I've decided that after half term I'm going to ask him to move out for a while. I can't un tangle all my feelings while he's here, can't work out how the kids will react, how I really feel about him. I'm hoping this will give me some perspective once I'm out of the day to day viscous circle we are in!

OP posts:
Hermonie2016 · 27/05/2017 22:34

Good step forward.Your h has a choice how to behave so it's up to him if the relationship survives.
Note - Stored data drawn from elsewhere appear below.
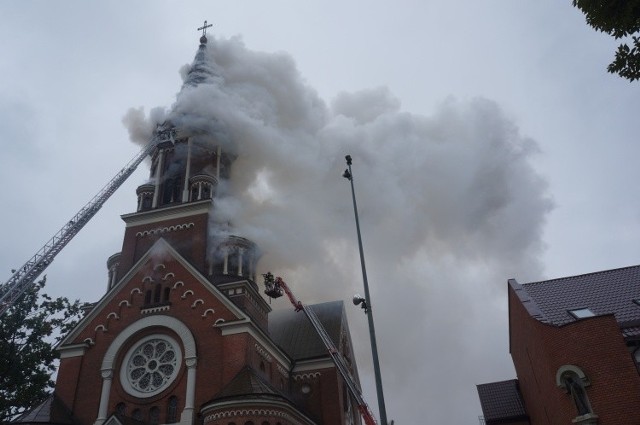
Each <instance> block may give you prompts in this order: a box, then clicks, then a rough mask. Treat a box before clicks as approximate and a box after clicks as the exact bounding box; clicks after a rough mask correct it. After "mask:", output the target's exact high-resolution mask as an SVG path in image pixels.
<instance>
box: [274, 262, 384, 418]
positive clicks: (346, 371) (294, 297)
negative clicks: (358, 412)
mask: <svg viewBox="0 0 640 425" xmlns="http://www.w3.org/2000/svg"><path fill="white" fill-rule="evenodd" d="M263 276H264V285H265V291H264V293H265V294H267V295H268V296H269V297H271V298H278V297H281V296H282V295H283V294H282V293H283V292H284V293H285V294H287V297H289V301H291V304H292V305H293V307H294V308H295V310H296V311H300V310H302V311H303V312H304V314H305V316H307V319H309V322H311V325H312V326H313V328H314V329H315V330H316V332H318V335H319V336H320V339H321V340H322V342H323V344H324V346H325V347H326V348H327V350H328V351H329V355H330V356H331V359H332V360H333V362H334V363H335V365H336V368H337V369H338V372H339V373H340V376H342V379H343V380H344V382H345V383H346V385H347V388H348V389H349V393H350V394H351V396H352V397H353V398H354V399H355V400H356V403H357V404H358V410H359V411H360V415H361V416H362V418H363V419H364V423H365V424H366V425H377V422H376V420H375V418H374V416H373V413H371V409H369V405H368V404H367V403H366V401H364V398H363V397H362V393H361V392H360V388H358V385H357V384H356V383H355V381H354V380H353V378H352V377H351V374H350V373H349V368H348V366H347V365H346V363H345V362H344V359H343V357H342V355H341V354H340V352H339V351H338V349H337V348H336V346H335V344H334V343H333V340H332V339H331V337H330V336H329V334H328V333H327V331H326V330H325V328H324V326H322V323H321V322H320V319H318V316H317V315H316V313H315V312H314V311H313V309H311V308H310V307H309V306H306V305H304V304H302V302H300V301H298V299H297V298H296V297H295V295H293V292H291V289H290V288H289V286H287V284H286V283H285V281H284V280H282V278H280V277H276V278H274V276H273V274H271V273H265V274H264V275H263Z"/></svg>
jojo2916 · 02/06/2017 07:41

If you have jumped down his throat in the past when he's tried to disclipine your eldest but allowed him to parent his own kids this may have caused some of the problem. That's not to blame you and it doesn't make what your h is doing ok but if the father is not in your eldest's life very much allowing your partner the autonomy to parent him can allow for a close bond. Of course if you feel he is wrong at any point in his parenting stick up for any of your 3 boys but reacting differently ie more protective and allowing him less say over one child than the others is not going to help him see him as his responsibility. That's not to say you are wrong to want to leave as your h doesn't sound very nice but my partner treats my children completely as his own but I have allowed him to parent them iyswim. If I had allowed him to parent his biological children but been more protective over the others I do think this would negatively affect the strength of their bond. That being said if I didn't agree with his parenting of any of the children I would of course stick up for the children but that wouldn't be swayed depending on whether they are biologically his. I should say my kids bio dad is not in the picture which probably changes the dynamic a lot and has meant my partner has been able to take on my children as his own. To be honest it sounds like your h behaviour is unacceptable in any case and your children will benefit from you being happy so if you need to end it you will be ok, you sound strong.